Don't Buy the Spin: How Cutting the Pentagon's Budget Could Boost the Economy
The Nation, July 30, 2012
"The matter assumed increased urgency in November after the Congressional supercommittee failed to agree on a deficit-reduction plan. This failure set in motion an agenda for automatic cuts—or “sequestration” of funds—from military and nonmilitary budgets beginning in January 2013. According to the sequestration scenario, absent the adoption of a large-scale deficit-cutting plan, military and nonmilitary spending would face $55 billion per year in automatic cuts over a decade, relative to previously established spending levels. If Congress and the White House devise a way to exempt the Pentagon from the automatic cuts—as seems increasingly likely—the cuts will instead be taken from healthcare, education, social spending, infrastructure and the environment.
Of course, framing the deficit issue in terms of military versus social spending cuts ignores other options, such as raising taxes on the wealthy.

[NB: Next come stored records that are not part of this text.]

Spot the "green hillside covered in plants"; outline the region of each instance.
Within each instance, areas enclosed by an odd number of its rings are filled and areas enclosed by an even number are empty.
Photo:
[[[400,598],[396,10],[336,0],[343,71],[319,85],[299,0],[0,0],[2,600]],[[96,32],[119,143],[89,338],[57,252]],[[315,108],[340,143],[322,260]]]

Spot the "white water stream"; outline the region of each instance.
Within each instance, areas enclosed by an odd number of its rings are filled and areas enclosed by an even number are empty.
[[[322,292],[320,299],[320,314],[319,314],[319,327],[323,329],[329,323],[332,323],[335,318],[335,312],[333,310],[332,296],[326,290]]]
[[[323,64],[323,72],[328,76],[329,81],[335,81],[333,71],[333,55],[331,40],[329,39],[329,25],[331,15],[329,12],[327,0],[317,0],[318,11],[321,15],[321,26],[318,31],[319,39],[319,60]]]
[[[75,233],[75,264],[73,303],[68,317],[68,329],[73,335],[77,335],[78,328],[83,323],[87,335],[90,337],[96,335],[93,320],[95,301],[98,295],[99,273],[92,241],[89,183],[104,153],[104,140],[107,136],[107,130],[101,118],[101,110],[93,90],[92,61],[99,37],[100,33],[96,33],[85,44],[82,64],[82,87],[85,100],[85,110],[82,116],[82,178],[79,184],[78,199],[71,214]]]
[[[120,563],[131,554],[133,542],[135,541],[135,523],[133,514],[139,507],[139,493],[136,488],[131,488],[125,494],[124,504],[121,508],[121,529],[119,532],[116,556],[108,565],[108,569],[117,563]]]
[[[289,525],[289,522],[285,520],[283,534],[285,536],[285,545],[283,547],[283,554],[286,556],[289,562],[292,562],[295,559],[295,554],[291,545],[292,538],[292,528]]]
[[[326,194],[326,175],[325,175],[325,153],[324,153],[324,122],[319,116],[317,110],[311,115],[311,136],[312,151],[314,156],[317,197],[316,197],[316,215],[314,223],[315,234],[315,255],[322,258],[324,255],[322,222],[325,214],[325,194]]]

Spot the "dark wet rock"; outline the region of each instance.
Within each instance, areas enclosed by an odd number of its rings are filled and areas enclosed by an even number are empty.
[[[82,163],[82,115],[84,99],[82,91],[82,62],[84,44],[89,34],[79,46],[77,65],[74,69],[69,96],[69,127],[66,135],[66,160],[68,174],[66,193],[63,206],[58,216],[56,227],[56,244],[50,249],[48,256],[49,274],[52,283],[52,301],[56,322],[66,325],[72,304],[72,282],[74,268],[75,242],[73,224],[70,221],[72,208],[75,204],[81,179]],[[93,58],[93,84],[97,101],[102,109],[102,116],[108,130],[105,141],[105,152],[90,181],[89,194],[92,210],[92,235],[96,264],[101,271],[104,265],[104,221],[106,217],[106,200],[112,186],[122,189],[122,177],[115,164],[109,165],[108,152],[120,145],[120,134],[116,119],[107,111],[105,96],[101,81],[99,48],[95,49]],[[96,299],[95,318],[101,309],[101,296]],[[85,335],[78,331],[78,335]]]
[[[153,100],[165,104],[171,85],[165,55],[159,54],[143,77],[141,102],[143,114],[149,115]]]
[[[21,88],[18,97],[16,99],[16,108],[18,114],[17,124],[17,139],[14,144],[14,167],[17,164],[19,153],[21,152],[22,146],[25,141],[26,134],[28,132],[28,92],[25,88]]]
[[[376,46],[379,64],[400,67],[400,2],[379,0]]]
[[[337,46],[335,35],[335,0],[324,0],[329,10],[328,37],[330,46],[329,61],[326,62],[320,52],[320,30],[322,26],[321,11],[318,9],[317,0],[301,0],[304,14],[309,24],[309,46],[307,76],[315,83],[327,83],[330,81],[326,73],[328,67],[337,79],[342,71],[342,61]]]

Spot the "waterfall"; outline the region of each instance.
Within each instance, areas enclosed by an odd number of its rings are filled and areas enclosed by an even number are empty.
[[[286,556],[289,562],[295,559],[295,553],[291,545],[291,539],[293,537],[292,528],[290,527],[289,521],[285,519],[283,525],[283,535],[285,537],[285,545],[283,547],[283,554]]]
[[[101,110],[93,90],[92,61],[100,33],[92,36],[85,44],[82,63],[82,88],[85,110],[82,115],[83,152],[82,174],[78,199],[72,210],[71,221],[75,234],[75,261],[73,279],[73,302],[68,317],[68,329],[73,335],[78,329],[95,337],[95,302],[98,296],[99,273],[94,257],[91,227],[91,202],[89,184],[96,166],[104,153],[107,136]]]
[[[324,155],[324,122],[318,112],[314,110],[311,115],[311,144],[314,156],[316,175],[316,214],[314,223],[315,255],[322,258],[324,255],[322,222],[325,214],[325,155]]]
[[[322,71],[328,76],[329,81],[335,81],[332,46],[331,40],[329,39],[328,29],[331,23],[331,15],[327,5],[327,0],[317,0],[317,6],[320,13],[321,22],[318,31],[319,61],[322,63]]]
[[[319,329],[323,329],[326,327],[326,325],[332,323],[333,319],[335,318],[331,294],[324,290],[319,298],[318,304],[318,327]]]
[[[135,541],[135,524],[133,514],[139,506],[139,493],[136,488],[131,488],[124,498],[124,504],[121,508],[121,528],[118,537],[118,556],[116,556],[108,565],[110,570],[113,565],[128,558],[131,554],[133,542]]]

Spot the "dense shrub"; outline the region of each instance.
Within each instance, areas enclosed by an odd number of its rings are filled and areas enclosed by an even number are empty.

It also erroneously assumes that reducing the federal deficit is necessary now, before the economy has settled onto a sustainable recovery path out of the recession. Even more fundamental, today’s debate largely skirts the question of what the military budget needs to be after Iraq and Afghanistan, and fails to grapple honestly with the impact that major military spending reductions would have on the economy, especially in terms of job opportunities and technology.

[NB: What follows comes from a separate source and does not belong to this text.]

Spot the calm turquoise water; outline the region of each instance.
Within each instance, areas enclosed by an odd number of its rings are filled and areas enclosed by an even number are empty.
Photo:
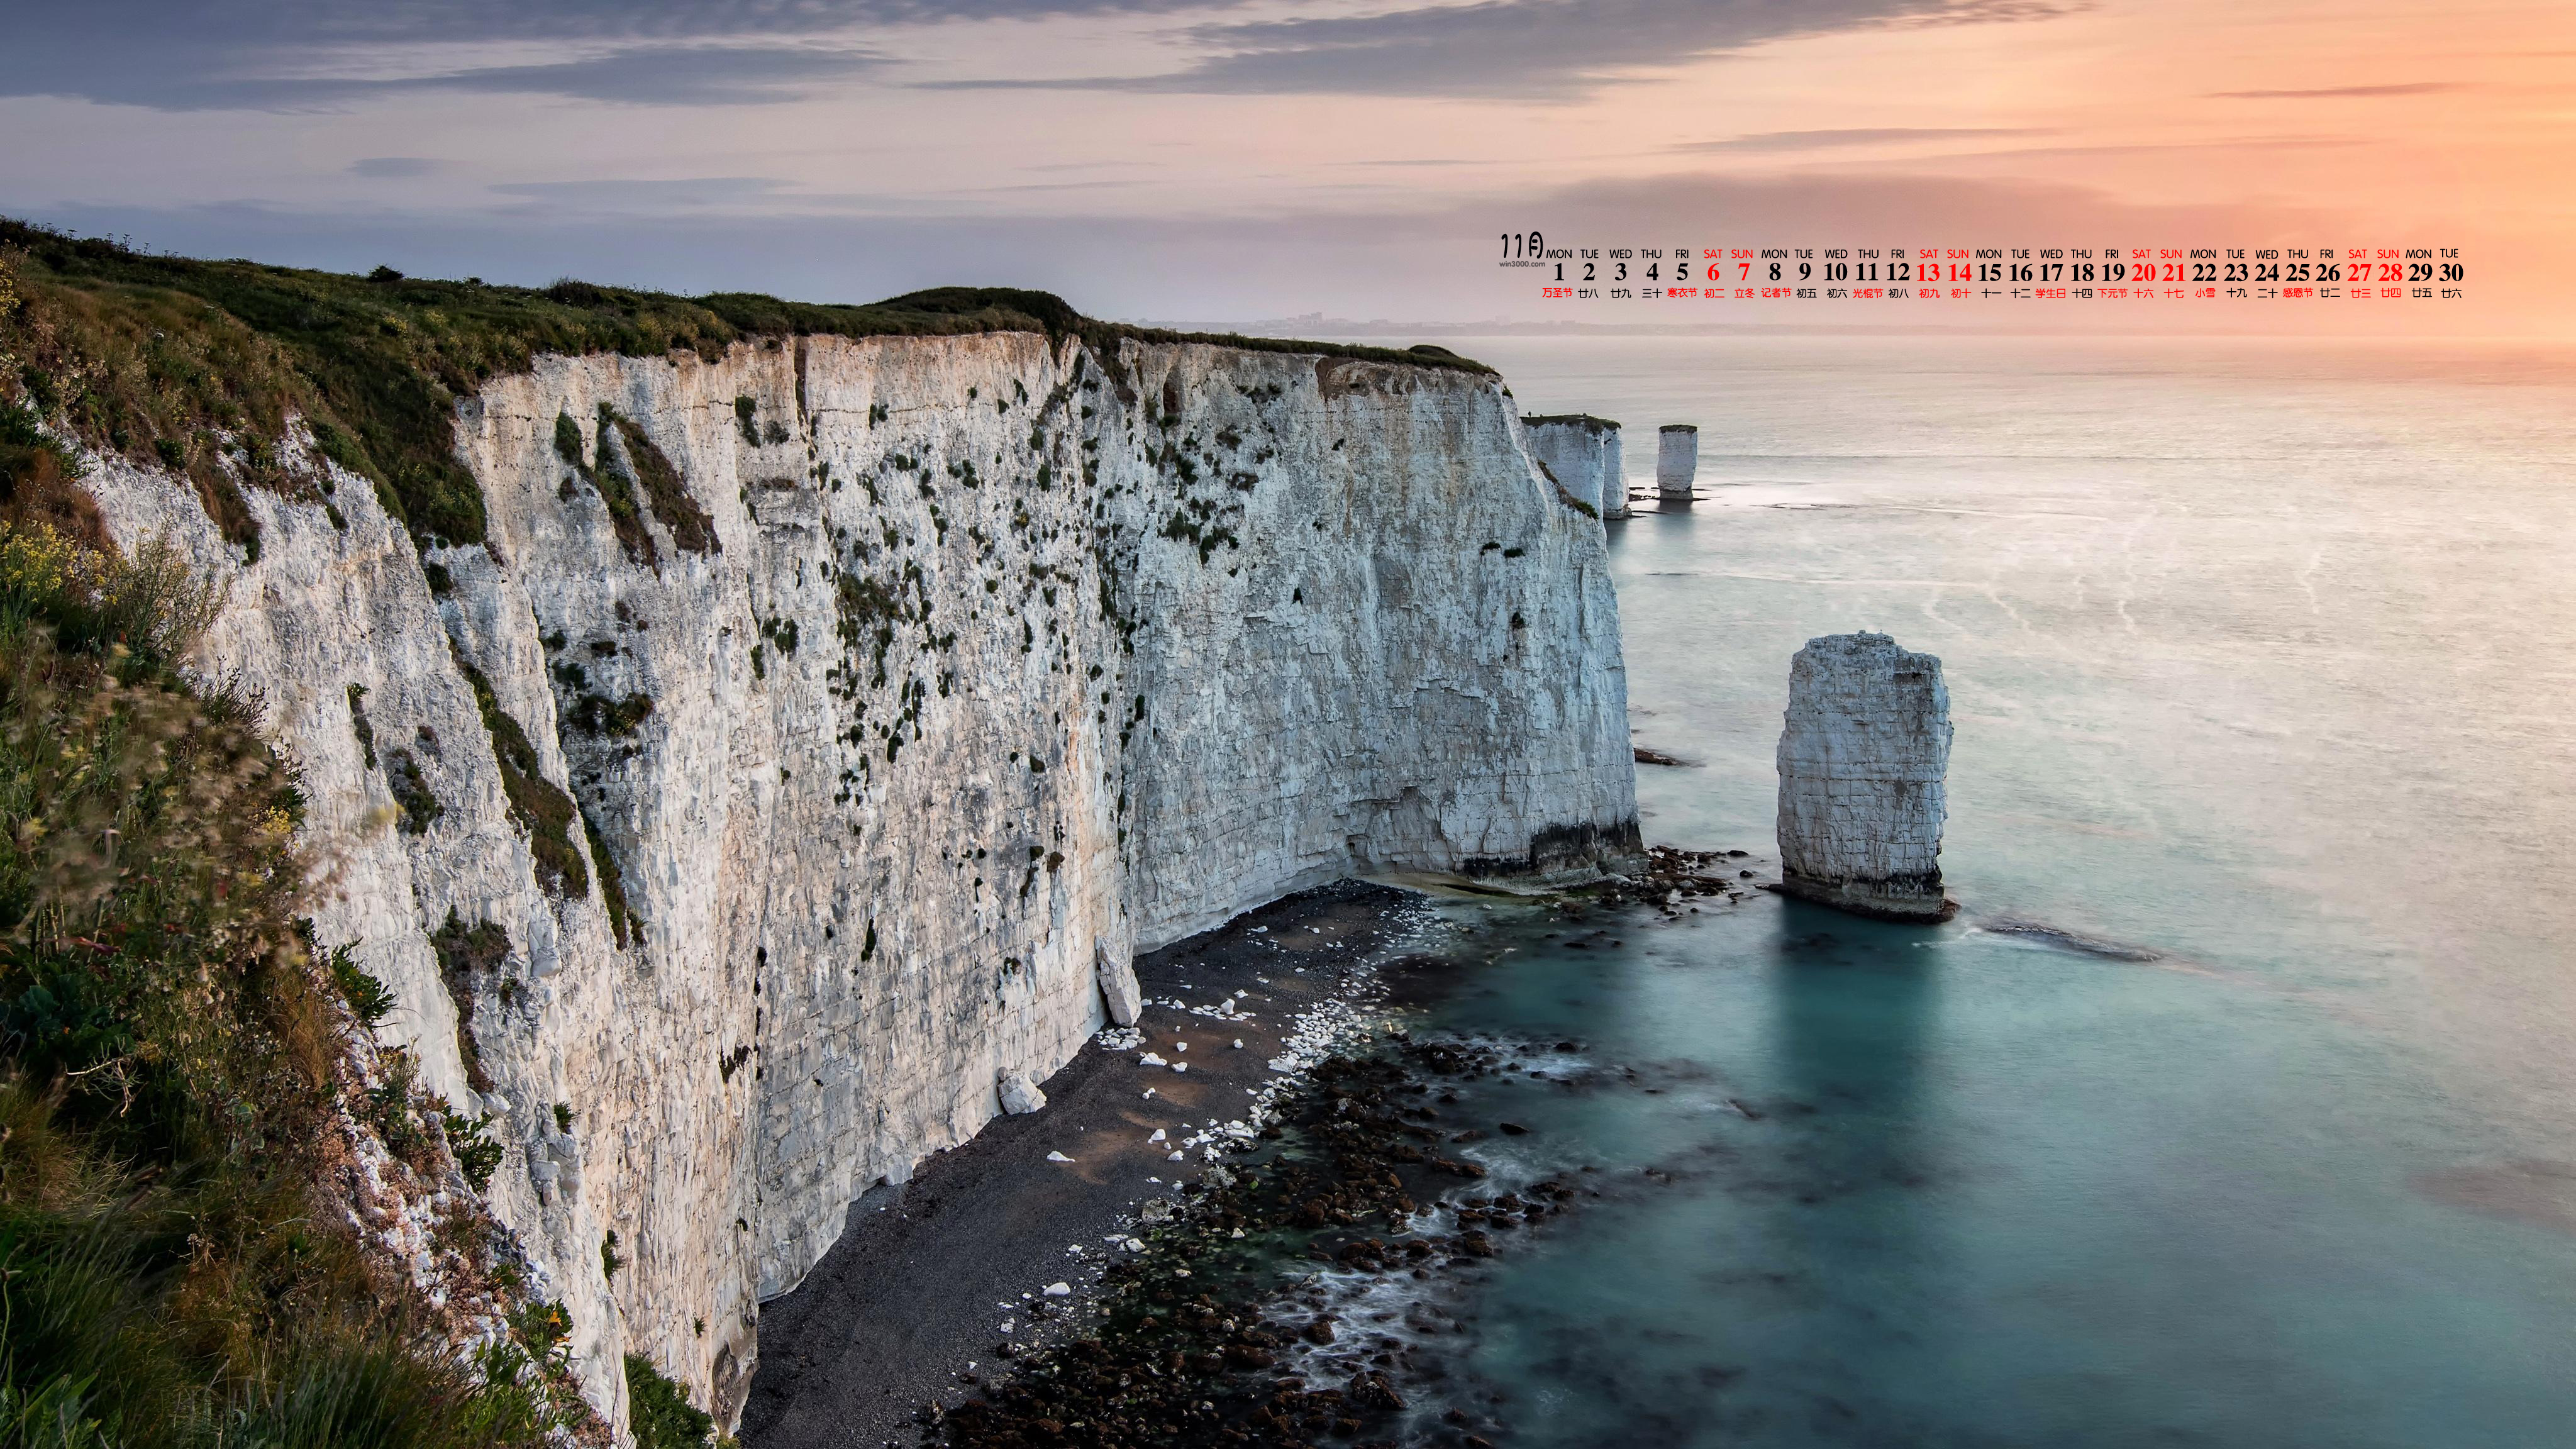
[[[1467,1094],[1538,1129],[1474,1145],[1497,1180],[1603,1195],[1443,1310],[1439,1403],[1529,1446],[2576,1444],[2576,355],[1464,350],[1625,421],[1640,486],[1701,427],[1709,500],[1613,533],[1639,741],[1699,762],[1641,767],[1648,838],[1768,856],[1789,656],[1882,629],[1945,661],[1966,911],[1576,951],[1448,908],[1498,959],[1440,1029],[1618,1070]]]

Members of today’s military-industrial complex—the constellation of forces, including Democratic and Republican politicians, weapons manufacturers, lobbyists and the Pentagon leadership, whose influence President Eisenhower warned against in 1961—claim that significant reductions in the military budget would decimate US defenses and inflict major damage to the economy. In fact, these claims are demonstrably false."